Dans une décision du 20 septembre 2019, le Conseil constitutionnel se prononce sur le régime applicable aux demandes de mise en liberté formées par les personnes placées en détention provisoire.
Le Conseil constitutionnel juge que, en prévoyant que, lorsque l’audience porte sur une demande de mise en liberté, l’intéressé ne peut s’opposer à ce que sa comparution personnelle s’effectue par le biais d’un moyen de télécommunication audiovisuelle, les dispositions contestées visent à éviter les difficultés et les coûts occasionnés par les extractions judiciaires. Elles contribuent ainsi à la bonne administration de la justice et au bon usage des deniers publics.
En outre, le Conseil constitutionnel relève que la décision de recourir ou non à un tel moyen de télécommunication audiovisuelle appartient au juge. Celui-ci peut donc toujours privilégier la comparution physique de l’intéressé devant lui s’il l’estime nécessaire. Par ailleurs, l’utilisation de la visioconférence n’est possible que dans le respect de garanties énoncées par l’article 706-71 du code de procédure pénale, dont celle que la communication se tienne dans des conditions garantissant le droit de la personne à présenter elle-même ses observations.
Enfin, en dehors des cas où le transport de la personne détenue paraît devoir être évité en raison de risques graves de troubles à l’ordre public ou d’évasion, l’intéressé a le droit de s’opposer au recours à un moyen de télécommunication audiovisuelle lorsqu’il est statué sur son placement en détention provisoire ou sur la prolongation de cette détention. Cette faculté lui garantit donc la possibilité d’être présenté physiquement devant la chambre de l’instruction appelée à statuer sur sa détention provisoire, dès le début de sa détention, puis à intervalles réguliers, tous les quatre mois en matière délictuelle et tous les six mois en matière criminelle, à chaque prolongation de celle-ci.

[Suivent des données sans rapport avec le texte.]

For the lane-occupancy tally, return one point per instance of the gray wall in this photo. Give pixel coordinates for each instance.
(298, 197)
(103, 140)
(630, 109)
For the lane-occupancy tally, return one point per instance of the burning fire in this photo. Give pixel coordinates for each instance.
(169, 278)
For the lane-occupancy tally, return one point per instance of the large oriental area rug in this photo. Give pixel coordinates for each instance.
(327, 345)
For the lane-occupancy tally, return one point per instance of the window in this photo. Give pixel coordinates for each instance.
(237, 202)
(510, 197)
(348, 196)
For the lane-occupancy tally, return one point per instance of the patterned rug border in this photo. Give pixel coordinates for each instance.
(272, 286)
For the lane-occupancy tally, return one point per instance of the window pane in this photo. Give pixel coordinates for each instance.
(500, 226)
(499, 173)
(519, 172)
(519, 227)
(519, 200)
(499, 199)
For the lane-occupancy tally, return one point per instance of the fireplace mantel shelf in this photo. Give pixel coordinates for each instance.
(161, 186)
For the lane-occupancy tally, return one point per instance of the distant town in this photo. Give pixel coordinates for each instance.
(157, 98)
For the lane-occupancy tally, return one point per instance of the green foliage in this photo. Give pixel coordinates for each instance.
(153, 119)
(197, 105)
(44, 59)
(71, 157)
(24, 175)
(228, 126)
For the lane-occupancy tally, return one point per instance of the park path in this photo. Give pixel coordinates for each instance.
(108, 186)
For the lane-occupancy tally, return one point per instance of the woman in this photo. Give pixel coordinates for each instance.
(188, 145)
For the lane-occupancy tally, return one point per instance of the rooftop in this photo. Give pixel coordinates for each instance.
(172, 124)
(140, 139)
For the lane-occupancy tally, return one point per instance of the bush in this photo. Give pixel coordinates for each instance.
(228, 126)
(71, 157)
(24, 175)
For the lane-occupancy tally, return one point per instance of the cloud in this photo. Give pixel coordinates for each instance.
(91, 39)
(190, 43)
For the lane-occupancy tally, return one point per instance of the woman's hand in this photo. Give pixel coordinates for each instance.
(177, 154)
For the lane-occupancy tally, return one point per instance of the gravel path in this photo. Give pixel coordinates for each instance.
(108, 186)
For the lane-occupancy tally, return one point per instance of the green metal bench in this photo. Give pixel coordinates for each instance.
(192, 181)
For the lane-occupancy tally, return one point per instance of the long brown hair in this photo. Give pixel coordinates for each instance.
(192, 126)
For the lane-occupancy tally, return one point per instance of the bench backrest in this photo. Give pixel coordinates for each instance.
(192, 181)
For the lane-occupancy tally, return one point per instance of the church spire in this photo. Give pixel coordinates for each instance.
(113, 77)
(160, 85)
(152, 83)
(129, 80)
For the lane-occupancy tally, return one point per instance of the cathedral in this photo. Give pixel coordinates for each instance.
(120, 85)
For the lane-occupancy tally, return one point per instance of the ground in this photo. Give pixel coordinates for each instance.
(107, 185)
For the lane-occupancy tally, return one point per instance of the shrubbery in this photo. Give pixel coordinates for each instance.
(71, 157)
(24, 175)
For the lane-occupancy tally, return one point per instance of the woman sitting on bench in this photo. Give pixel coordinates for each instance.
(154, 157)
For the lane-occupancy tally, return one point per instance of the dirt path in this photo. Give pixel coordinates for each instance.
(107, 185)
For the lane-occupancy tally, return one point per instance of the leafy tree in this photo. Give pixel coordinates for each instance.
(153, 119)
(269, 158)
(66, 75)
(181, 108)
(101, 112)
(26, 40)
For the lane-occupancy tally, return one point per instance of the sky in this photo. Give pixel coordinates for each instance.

Toutefois, le Conseil constitutionnel relève que, en matière criminelle, en application de l’article 145-2 du code de procédure pénale, la première prolongation de la détention provisoire peut n’intervenir qu’à l’issue d’une durée d’une année. Il en résulte qu’une personne placée en détention provisoire pourrait se voir privée, pendant une année entière, de la possibilité de comparaître physiquement devant le juge appelé à statuer sur la détention provisoire.
Il juge pour ce motif que, compte tenu de l’importance de la garantie qui s’attache à la présentation physique de l’intéressé devant la juridiction compétente pour connaître de la détention provisoire et en l’état des conditions dans lesquelles s’exerce le recours à ces moyens de télécommunication, les dispositions contestées portent une atteinte excessive aux droits de la défense.
Les dispositions ainsi déclarées contraires à la Constitution ne sont plus aujourd’hui en vigueur.
La remise en cause des mesures ayant été prises sur leur fondement méconnaîtrait les objectifs de valeur constitutionnelle de sauvegarde de l’ordre public et de recherche des auteurs d’infractions et aurait ainsi des conséquences manifestement excessives.
Par suite, le Conseil constitutionnel juge que ces mesures ne peuvent être contestées sur le fondement de cette inconstitutionnalité.